DHT-22 Data Raspberry Pi GPIO 4
DHT-22 VCC Raspberry Pi 3.3V
DHT-22 GND (-) Raspberry Pi GND

Finally, place a resistor (between 4.7K and 10K) between pin number 1 and 2 of the DHT sensor.

The following picture summarizes the connections for this project:

image

Thingsboard configuration

Note Thingsboard configuration steps are necessary only in case of local Thingsboard installation. If you are using Live Demo instance all entities are pre-configured for your demo account. However, we recommend to review this steps because you will still need to get device access token to send requests to Thingsboard.

Provision your device

This step contains instructions that are necessary to connect your device to Thingsboard.

Open Thingsboard Web UI (http://localhost:8080) in browser and login as tenant administrator

  • login: [email protected]
  • password: tenant

Goto “Devices” section. Click “+” button and create device with name “DHT22 Demo Device”.

image

Once device created, open its details and click “Manage credentials”. Copy auto-generated access token from the “Access token” field. Please save this device token. It will be referred to later as $ACCESS_TOKEN.

image

Click “Copy Device ID” in device details to copy your device id to clipboard. Paste your device id to some place, this value will be used in further steps.

Provision your dashboard

This step contains instructions that are necessary to provision new dashboard with map widgets to Thingsboard.
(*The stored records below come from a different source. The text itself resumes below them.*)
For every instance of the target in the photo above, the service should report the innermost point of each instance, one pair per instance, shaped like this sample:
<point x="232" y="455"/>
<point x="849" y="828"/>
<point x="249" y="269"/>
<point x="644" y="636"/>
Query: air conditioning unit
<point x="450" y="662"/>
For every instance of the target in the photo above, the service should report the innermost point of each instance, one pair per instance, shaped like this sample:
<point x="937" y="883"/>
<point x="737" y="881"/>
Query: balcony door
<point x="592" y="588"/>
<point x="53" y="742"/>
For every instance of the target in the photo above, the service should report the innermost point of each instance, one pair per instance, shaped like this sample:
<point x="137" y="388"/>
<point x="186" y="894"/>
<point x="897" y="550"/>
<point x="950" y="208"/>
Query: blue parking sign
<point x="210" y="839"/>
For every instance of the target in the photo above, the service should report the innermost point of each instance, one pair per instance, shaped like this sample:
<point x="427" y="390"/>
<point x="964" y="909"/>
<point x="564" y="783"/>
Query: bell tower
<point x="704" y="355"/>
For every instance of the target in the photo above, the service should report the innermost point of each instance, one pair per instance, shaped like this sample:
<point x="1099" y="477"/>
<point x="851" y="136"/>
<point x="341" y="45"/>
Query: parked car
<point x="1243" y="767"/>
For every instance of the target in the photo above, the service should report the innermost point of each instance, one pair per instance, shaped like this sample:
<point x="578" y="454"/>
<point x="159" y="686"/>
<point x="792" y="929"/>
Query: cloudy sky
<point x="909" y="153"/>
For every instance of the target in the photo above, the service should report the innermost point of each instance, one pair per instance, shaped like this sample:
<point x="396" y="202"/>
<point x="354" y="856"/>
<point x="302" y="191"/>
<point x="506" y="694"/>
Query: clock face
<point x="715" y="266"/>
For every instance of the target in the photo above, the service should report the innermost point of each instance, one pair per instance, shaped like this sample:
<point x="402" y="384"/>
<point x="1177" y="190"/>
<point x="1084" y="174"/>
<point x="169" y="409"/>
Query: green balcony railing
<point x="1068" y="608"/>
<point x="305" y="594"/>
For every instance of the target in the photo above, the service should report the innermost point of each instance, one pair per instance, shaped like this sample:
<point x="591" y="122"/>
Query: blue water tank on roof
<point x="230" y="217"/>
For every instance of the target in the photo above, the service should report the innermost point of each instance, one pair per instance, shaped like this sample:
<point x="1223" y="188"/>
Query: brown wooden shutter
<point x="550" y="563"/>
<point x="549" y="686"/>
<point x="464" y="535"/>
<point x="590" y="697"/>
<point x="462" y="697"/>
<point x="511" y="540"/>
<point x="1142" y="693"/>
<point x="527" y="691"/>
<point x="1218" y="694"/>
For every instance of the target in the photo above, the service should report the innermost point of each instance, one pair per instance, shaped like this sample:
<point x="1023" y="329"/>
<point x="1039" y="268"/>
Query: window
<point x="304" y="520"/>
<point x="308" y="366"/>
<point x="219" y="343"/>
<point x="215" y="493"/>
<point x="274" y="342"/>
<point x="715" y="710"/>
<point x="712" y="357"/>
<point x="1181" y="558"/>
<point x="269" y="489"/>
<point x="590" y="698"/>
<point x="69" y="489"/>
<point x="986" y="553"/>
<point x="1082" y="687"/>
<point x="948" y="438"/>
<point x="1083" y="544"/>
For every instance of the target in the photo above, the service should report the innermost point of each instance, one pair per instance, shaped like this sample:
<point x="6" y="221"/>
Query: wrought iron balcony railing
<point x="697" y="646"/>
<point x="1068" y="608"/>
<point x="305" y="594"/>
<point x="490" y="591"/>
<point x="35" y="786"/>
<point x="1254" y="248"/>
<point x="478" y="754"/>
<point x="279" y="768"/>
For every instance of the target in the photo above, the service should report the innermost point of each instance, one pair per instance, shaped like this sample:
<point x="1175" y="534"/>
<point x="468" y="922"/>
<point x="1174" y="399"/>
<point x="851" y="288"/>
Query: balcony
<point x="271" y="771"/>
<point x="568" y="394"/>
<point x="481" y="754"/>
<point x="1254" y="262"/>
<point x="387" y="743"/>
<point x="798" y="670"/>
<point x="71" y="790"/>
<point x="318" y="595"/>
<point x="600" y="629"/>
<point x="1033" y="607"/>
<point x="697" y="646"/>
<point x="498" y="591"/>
Open “Terminal” and download file containing demo dashboard JSON:

curl -L https://thingsboard.io/docs/samples/raspberry/resources/dht22_temp_dashboard.json > dht22_temp_dashboard.json

Update dashboard configuration with your device Id (obtained in previous step) by issuing the following command:

sed -i "s/{DEVICE_ID}/<your device id>/" dht22_temp_dashboard.json

Obtain JWT token by issuing login POST command:

curl -X POST --header 'Content-Type: application/json' --header 'Accept: application/json' -d '{"username":"[email protected]", "password":"tenant"}' 'http://localhost:8080/api/auth/login'

You will receive response in the following format:

{"token":"$YOUR_JSON_TOKEN", "refreshToken": "$REFRESH_TOKEN"}

copy $YOUR_JSON_TOKEN to some place. Note that it will be valid for 15 minutes by default.

Execute dashboard upload command:

curl -X POST --header 'Content-Type: application/json' --header 'Accept: application/json' --header 'X-Authorization: Bearer $YOUR_JSON_TOKEN' -d "@dht22_temp_dashboard.json" 'http://localhost:8080/api/dashboard'

Programming the Raspberry Pi

MQTT library installation

Following command will install MQTT Python library:

sudo pip install paho-mqtt

Adafruit DHT library installation

Install python-dev package:

sudo apt-get install python-dev

Downloading and install the Adafruit DHT library:

git clone https://github.com/adafruit/Adafruit_Python_DHT.git
cd Adafruit_Python_DHT
sudo python setup.py install

Application source code

Our application consists of single python script that is well commented. You will need to modify THINGSBOARD_HOST constant to match your Thingsboard server installation IP address or hostname. Use “demo.thingsboard.io” if you are using live demo server.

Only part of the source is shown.